Alas, it was not to last; this (and a lot more besides) went out the window in 1933 and after Stalin got his grubby mitts on power. Homosexual relationships were prhibited on pain of death (or, worse, transport to the gulags) and it would remain this way until after the fall of the Berlin wall. I presume the successors of Stalin wished to emulate his memory and thus maintain his hard-line approach to gay rights. Another factor, however, is undoubtedly Russia’s stance against America and what they perceived as decadent capitalism. Russia acting as America’s antipode meant that both sides took more than the odd decision on the basis it was exactly what the other didn’t (or wouldn’t) do. Therefore, how better to combat what you see as a decay in morals and a weakening in the public will in the US than by showing how strong and virile (and definitely not gay) Russian men are? [Cue shirtless drinking-vodka-in-the-snow montage.]
It was only in 1993 that Russia finally (re-)decriminalised same sex male relationships. The Iron Curtain had been down for a whole three years, and I suspect that such a move was more about bolstering European trade links than a genuine concern for human rights. (The same reasoning can be cited for Russia’s decision to disregard homosexuality as a ‘mental disorder’ in 1999. Yes – 1999. 4 years after the Lion King was released. 2 years – only 2! – before 9/11.) Indeed, Russia’s economy was up a certain creek without so much as a plastic spoon and so it needed all the help and trade that it could get and so a few short-term bargains were reached.

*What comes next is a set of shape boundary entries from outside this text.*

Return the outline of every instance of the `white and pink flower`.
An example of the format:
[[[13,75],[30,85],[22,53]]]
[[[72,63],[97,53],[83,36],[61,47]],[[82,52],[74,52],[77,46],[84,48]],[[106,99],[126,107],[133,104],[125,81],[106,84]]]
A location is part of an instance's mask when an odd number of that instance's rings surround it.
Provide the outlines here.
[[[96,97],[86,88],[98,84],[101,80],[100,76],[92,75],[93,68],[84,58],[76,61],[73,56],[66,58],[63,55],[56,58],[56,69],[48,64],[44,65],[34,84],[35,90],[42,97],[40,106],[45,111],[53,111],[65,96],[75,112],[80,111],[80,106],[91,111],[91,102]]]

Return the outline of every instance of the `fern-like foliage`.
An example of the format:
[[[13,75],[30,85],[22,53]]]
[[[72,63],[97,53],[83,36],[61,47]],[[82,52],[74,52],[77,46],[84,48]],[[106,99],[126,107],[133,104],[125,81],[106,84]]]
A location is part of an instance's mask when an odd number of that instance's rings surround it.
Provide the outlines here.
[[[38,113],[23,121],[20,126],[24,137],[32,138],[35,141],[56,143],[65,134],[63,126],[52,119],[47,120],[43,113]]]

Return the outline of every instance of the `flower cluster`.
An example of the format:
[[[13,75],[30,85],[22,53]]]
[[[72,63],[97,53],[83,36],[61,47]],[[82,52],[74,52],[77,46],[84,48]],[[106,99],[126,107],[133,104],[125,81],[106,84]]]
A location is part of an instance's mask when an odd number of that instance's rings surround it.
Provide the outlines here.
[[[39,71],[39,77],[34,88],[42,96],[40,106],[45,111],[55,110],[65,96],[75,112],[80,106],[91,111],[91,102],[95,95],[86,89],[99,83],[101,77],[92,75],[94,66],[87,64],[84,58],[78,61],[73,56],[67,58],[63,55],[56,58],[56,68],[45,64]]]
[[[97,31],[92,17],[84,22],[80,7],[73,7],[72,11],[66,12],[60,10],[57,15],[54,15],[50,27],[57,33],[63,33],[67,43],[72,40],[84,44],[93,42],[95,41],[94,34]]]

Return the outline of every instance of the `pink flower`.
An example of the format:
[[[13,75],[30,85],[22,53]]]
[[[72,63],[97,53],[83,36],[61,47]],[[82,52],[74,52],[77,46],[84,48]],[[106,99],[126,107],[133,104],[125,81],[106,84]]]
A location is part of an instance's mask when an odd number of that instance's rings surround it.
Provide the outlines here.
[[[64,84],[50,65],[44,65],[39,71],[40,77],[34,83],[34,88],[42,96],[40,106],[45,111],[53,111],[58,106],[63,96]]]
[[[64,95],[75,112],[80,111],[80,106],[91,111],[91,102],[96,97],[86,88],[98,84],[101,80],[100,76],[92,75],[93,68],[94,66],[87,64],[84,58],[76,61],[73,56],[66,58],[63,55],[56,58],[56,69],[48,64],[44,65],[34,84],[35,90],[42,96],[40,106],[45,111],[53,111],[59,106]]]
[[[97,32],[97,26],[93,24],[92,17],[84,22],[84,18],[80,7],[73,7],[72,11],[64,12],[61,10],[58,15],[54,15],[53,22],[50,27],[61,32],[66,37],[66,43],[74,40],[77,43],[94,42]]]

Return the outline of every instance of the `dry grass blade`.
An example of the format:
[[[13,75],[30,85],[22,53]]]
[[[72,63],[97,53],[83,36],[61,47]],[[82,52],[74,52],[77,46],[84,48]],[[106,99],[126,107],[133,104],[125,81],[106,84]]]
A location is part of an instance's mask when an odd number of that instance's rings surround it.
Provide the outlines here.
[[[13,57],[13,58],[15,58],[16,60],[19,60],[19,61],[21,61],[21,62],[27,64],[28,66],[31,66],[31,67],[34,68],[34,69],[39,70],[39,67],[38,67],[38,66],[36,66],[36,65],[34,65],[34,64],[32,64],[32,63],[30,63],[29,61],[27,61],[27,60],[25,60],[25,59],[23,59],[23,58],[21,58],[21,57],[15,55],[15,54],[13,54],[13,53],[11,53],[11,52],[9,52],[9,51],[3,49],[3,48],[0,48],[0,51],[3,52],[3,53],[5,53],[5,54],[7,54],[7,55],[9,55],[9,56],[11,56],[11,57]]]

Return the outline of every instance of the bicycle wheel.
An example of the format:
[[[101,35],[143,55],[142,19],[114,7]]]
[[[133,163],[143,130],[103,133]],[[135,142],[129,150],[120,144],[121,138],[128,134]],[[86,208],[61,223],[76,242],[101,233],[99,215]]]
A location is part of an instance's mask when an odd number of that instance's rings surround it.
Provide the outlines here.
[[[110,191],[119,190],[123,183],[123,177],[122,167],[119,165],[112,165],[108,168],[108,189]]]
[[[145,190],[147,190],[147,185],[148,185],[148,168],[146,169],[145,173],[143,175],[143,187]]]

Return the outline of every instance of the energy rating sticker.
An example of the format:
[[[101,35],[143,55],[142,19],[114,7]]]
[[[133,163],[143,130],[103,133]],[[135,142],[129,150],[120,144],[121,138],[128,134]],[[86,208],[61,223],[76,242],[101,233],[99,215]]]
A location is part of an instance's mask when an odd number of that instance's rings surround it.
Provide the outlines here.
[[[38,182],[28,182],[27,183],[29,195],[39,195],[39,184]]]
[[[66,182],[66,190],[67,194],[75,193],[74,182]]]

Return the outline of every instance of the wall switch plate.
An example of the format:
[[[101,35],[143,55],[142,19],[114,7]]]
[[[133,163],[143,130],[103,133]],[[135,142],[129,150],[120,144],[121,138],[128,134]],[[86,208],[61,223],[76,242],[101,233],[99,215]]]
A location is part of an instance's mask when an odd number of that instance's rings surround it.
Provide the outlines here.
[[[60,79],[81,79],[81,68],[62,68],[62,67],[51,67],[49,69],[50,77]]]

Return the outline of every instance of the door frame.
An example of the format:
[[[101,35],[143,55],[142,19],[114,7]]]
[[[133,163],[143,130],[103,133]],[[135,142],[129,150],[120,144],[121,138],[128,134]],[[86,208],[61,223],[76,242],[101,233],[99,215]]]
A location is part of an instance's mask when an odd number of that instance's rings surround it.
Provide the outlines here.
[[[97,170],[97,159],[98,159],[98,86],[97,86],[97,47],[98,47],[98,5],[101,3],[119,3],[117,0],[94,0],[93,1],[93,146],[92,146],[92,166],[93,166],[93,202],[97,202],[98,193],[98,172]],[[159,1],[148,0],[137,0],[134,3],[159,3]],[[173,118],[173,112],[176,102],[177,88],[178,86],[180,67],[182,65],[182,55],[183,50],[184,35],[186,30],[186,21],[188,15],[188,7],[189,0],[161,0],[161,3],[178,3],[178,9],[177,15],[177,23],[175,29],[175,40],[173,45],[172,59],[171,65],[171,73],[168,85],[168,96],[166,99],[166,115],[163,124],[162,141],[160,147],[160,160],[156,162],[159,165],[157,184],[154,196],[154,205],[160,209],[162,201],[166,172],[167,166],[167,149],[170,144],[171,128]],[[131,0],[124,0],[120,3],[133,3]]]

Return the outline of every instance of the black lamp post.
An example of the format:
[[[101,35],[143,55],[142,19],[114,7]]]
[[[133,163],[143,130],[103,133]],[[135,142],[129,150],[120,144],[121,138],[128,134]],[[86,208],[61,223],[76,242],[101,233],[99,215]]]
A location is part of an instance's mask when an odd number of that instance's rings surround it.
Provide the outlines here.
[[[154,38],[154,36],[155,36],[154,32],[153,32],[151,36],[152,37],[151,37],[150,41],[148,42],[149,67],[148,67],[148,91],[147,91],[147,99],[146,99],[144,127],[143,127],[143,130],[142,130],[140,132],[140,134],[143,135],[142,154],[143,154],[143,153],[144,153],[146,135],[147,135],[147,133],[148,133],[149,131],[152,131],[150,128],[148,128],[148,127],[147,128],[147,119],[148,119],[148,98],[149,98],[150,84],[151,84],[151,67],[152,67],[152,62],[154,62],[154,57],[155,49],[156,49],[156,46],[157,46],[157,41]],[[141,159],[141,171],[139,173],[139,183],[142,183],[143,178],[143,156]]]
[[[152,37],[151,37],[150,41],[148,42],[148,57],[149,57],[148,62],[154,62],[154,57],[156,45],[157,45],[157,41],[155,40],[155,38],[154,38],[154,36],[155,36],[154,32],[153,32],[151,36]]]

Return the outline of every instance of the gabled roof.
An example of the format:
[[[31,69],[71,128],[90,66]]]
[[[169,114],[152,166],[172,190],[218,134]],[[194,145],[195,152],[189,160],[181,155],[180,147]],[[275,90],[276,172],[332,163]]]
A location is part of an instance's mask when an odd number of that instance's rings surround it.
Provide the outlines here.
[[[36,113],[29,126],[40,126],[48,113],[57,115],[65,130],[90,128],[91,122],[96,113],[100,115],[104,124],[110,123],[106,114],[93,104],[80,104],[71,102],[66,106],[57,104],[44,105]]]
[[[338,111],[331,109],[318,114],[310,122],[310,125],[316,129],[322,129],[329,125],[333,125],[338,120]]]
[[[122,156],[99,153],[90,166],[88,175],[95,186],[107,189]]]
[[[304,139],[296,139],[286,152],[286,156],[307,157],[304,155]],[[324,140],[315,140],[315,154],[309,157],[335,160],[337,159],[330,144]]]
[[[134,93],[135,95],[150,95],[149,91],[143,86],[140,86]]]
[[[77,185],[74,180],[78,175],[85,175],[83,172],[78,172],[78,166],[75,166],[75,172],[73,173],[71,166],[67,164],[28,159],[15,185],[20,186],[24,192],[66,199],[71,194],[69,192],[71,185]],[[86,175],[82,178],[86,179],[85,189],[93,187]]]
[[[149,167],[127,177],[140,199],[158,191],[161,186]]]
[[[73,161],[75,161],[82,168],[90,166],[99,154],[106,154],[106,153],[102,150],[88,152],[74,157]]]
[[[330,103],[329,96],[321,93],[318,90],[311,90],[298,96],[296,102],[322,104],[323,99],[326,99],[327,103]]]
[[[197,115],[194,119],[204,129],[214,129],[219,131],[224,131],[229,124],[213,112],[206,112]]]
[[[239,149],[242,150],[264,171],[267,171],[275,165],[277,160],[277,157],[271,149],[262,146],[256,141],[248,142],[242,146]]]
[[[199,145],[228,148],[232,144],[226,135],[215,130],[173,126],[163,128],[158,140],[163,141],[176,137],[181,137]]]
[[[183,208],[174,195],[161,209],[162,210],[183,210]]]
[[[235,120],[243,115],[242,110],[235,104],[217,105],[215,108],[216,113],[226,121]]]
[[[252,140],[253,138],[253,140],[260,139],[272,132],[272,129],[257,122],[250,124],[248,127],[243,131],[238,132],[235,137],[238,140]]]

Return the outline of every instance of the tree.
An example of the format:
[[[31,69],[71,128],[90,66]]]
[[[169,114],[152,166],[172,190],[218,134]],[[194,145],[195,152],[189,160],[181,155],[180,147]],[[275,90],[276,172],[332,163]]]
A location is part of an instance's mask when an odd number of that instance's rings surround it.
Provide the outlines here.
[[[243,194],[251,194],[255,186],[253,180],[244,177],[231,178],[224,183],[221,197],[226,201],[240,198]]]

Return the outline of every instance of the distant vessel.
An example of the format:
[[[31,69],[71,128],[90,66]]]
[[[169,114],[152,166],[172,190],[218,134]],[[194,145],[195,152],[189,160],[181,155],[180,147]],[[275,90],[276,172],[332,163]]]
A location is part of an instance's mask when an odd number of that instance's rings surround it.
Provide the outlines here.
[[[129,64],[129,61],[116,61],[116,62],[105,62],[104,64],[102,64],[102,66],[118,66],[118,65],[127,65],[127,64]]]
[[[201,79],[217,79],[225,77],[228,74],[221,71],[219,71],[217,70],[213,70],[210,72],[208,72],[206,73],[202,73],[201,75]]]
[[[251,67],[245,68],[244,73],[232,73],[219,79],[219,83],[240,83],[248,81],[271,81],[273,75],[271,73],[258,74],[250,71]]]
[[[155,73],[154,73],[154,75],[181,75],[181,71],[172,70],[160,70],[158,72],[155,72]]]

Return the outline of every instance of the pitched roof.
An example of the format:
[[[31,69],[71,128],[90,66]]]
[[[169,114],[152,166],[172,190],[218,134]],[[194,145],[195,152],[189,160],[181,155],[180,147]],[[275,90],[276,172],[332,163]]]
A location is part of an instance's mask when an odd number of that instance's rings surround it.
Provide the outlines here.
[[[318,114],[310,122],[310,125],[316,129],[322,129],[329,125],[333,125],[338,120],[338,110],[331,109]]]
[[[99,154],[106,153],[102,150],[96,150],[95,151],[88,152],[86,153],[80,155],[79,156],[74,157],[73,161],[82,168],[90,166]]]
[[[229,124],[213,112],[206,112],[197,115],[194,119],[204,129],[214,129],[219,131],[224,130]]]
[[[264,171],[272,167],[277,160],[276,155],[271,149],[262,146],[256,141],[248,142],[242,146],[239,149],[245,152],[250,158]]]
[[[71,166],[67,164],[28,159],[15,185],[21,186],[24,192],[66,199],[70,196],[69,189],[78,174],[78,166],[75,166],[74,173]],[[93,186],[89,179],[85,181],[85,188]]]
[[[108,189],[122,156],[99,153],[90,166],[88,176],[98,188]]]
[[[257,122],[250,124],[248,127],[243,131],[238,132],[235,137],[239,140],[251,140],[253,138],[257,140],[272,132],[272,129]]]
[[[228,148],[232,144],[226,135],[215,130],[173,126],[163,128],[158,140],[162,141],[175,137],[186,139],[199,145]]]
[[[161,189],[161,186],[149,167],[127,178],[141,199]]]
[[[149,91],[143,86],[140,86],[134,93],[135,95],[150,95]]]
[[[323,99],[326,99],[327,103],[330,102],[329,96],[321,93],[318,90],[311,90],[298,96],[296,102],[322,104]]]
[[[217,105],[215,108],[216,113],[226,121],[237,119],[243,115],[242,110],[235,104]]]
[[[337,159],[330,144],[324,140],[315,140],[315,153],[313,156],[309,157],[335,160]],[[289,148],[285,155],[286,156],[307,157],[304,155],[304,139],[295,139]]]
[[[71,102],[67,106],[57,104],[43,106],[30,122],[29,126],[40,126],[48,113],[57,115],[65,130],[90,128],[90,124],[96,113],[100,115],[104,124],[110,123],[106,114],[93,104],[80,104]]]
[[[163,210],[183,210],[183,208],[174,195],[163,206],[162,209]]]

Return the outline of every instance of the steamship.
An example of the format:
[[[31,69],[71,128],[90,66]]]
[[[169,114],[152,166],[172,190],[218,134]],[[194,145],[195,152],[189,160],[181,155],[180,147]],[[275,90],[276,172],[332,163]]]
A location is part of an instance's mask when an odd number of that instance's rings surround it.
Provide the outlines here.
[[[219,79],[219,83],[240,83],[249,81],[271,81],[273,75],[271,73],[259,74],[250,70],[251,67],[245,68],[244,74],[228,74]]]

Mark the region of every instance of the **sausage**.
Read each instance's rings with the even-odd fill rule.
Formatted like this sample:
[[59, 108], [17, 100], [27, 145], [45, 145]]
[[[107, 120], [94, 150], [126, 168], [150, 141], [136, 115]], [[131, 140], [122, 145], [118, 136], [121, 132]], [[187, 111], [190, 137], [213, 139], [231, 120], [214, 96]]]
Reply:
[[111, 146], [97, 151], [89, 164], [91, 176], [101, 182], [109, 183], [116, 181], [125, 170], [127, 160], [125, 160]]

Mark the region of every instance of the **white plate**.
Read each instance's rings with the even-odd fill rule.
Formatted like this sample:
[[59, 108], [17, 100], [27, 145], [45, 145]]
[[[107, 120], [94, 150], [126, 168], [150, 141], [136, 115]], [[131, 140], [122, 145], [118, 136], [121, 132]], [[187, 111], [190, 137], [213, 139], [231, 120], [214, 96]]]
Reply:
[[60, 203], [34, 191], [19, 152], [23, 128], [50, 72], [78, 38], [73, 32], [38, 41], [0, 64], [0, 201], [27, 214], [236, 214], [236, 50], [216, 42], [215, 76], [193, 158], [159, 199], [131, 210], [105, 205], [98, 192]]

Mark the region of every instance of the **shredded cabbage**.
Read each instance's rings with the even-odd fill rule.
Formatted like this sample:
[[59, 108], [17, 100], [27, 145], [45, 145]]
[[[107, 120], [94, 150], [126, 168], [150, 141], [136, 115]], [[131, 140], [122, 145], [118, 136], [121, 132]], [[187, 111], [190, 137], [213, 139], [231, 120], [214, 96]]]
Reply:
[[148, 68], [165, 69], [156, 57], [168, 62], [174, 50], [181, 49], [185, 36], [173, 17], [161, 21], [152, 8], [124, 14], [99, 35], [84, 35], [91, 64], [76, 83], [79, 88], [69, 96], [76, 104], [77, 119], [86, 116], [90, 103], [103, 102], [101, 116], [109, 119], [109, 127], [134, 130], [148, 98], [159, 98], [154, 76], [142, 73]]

Things started to go downhill again in 2005, when protests at gay clubs in Moscow were prompted by the city’s decision to allow an annual gay pride march. In 2007, the mayor of Moscow declared homosexuality as “satanic” and the widespread fervour whipped up by the anti-LGBT groups in the capital meant that the pride marches were effectively banned from 2007. Some brave souls did still dare to march, though this often resulted in widespread arrests and time in prison (or worse) on spurious charges of public disorder and indecency. In 2009, for example, all 30 marchers in the Moscow Pride parade – including Peter Tatchell – were arrested.
Fast forward to 2013 and to the passing of the ban on ‘non-traditional sexual’ values in ‘propaganda’. In the second part of this article, I intend to look at the social and political influences on this decision as well as hoping to conclude what I can about Russia’s LGBT history – and thus its future – whilst drawing more familiar parallels to the UK’s story.